58 1/2 : Записки лагерного придурка | страница 14



Тогда следствие усилило нажим. Именно на этом этапе меня попробовали дожать бессонницей.

Делалось это так. По сигналу отбой я начинал стаскивать сапог, но в этот момент открывалась «кормушка» — оконце в двери моей одиночки — и надзиратель негромко приглашал: «Без вещей» (Это значило «на допрос», еще одно проявление бессмысленной лубянской конспирации). Меня приводили на допрос к Макарову и начиналась обычная бодяга:

— Ну, Фрид, будем давать показания?

— Я вам все рассказал.

— Колись, Фрид, колись. Вынимай камень из-за пазухи.

— Все, что было, вы уже знаете.

— Ну, подумай еще, подумай… Знаешь, что сказал великий гуманист?

— Знаю. «Если враг не сдается, его уничтожают»… Но я-то не враг.

— Ничего, мы из тебя сделаем антисоветчика!

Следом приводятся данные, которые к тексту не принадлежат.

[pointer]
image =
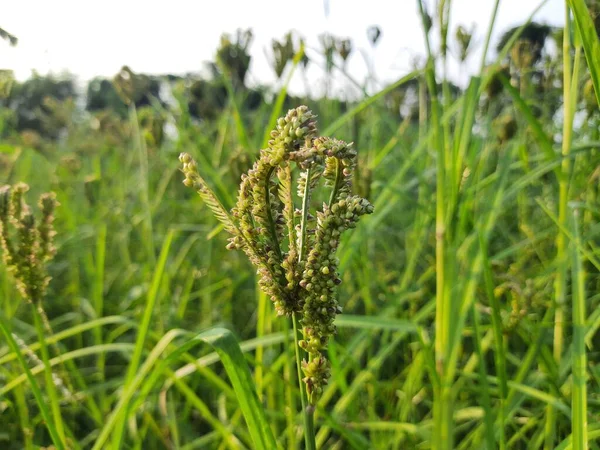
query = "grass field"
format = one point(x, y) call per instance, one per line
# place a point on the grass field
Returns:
point(471, 296)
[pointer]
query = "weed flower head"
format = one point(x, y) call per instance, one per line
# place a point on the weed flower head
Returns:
point(27, 244)
point(292, 249)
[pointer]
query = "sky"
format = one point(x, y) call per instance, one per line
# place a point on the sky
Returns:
point(91, 38)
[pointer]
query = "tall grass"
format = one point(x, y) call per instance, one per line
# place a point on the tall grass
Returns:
point(470, 296)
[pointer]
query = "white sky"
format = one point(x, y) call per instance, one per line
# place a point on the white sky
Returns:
point(90, 38)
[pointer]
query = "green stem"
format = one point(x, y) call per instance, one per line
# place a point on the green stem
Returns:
point(307, 410)
point(303, 223)
point(272, 229)
point(37, 393)
point(570, 83)
point(50, 386)
point(336, 184)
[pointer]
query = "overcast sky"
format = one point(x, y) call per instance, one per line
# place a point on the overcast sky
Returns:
point(90, 38)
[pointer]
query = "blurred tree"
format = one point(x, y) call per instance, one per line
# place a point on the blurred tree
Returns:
point(233, 56)
point(139, 89)
point(12, 39)
point(101, 95)
point(35, 103)
point(531, 41)
point(283, 52)
point(464, 38)
point(374, 34)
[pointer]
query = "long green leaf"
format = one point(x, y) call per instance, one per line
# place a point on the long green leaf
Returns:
point(590, 40)
point(231, 355)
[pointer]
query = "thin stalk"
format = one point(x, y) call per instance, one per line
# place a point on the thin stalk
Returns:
point(50, 384)
point(579, 395)
point(442, 405)
point(37, 393)
point(307, 410)
point(570, 84)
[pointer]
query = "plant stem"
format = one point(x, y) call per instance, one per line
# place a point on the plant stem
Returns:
point(570, 84)
point(50, 383)
point(37, 393)
point(579, 423)
point(307, 410)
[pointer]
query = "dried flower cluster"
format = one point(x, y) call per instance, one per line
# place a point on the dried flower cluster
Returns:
point(27, 245)
point(294, 250)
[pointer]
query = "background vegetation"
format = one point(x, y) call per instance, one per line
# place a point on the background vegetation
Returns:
point(471, 304)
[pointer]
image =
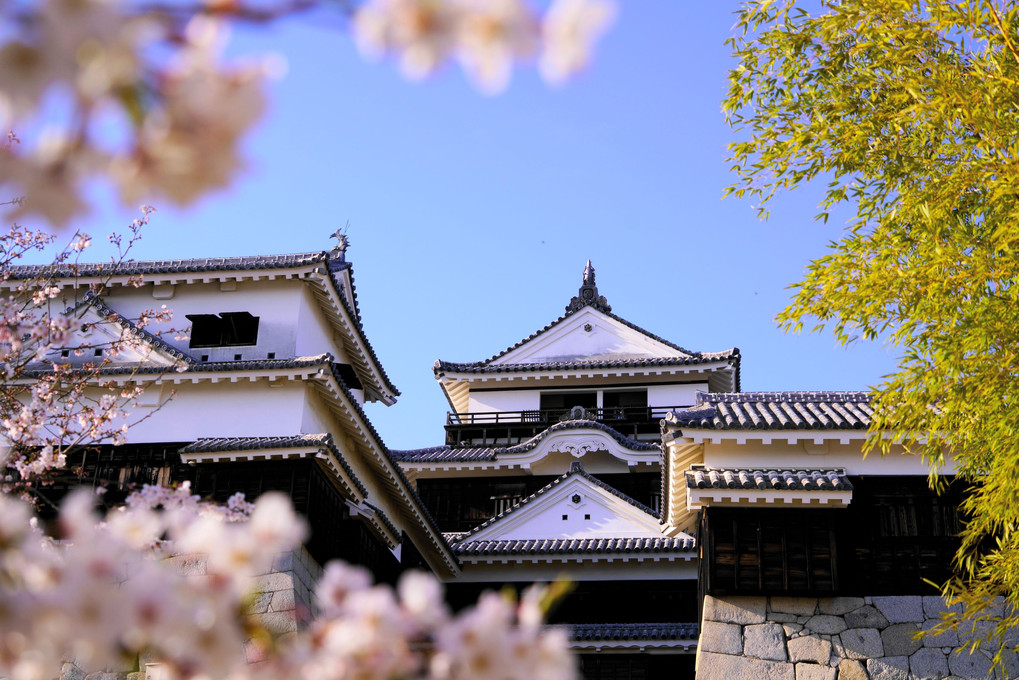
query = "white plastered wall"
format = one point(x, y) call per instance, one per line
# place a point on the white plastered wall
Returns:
point(220, 410)
point(677, 395)
point(275, 303)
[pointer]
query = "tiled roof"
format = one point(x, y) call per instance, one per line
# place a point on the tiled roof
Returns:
point(575, 545)
point(137, 267)
point(334, 264)
point(218, 445)
point(95, 302)
point(447, 454)
point(593, 632)
point(386, 521)
point(575, 469)
point(775, 410)
point(576, 305)
point(800, 479)
point(484, 367)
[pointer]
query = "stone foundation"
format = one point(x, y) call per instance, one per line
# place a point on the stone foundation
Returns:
point(836, 638)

— Конечно. Это как помидор: сорвали зеленый, в темном месте дозревает.

— Поменьше умничай. Кто кого сгребет, тот того и у-у… Знаешь, как там дальше?

Я знал. Отвечал без радости:

— Ну вы, вы меня сгребли.

— А следовательно?! — веселился Макаров. — Колись, Фрид! (Или для разнообразия: «телись, Фрид») Мы не таких ломали!

И так далее, до бесконечности — вернее, до утра. Он еще успевал почитать газету, поговорить с женой по телефону — вполголоса и в основном междометиями, выпить свой несладкий чай. А под конец, глянув на часы, отпускал меня:

— Иди пока. И думай, думай.

Меня отводили в камеру, я стаскивал сапог — но до второго дело не доходило. Надзиратель объявлял:

— Подъем!

Это значило, что весь день я должен был сидеть на узкой койке, не прислоняясь спиной к стене и не закрывая глаз. Днем спать не разрешалось, за этим надзиратель следил, то и дело заглядывая в глазок — «волчок» на тюремном языке. Стоило мне закрыть на секунду глаза, вертухай начинал теребить заслонку волчка:

— Не спитя! Не спитя!

Можно было, конечно, гулять по камере, но в одиночке на Малой Лубянке особенно не разгуляешься: узкая келья в подвале или полуподвале, от двери до стены два метра двадцать, расстояние между койкой и боковой стенкой сантиметров пятьдесят. Окна нет вовсе, неярко горит лампочка за решеткой над дверью — тоже заключенная… На душе погано.

Так проходил день. Дождавшись команды «отбой», я стаскивал сапог — и повторялась сказка про белого бычка: вызывали на допрос, Макарка спрашивал, не готов ли я дать чистосердечные показания, советовал телиться — и так до следующего утра.

На третий день я забеспокоился. И тут судьба дала мне мой шанс — в лице тюремного врача. Раз в неделю, а может и чаще, камеры обходил испуганный человечек с рыжим как веснушка пятном во всю щеку. Задавал всегда один и тот же вопрос: «Клопы есть?»— и спешил покинуть камеру, боясь, видимо, что его заподозрят в сношениях с арестантами.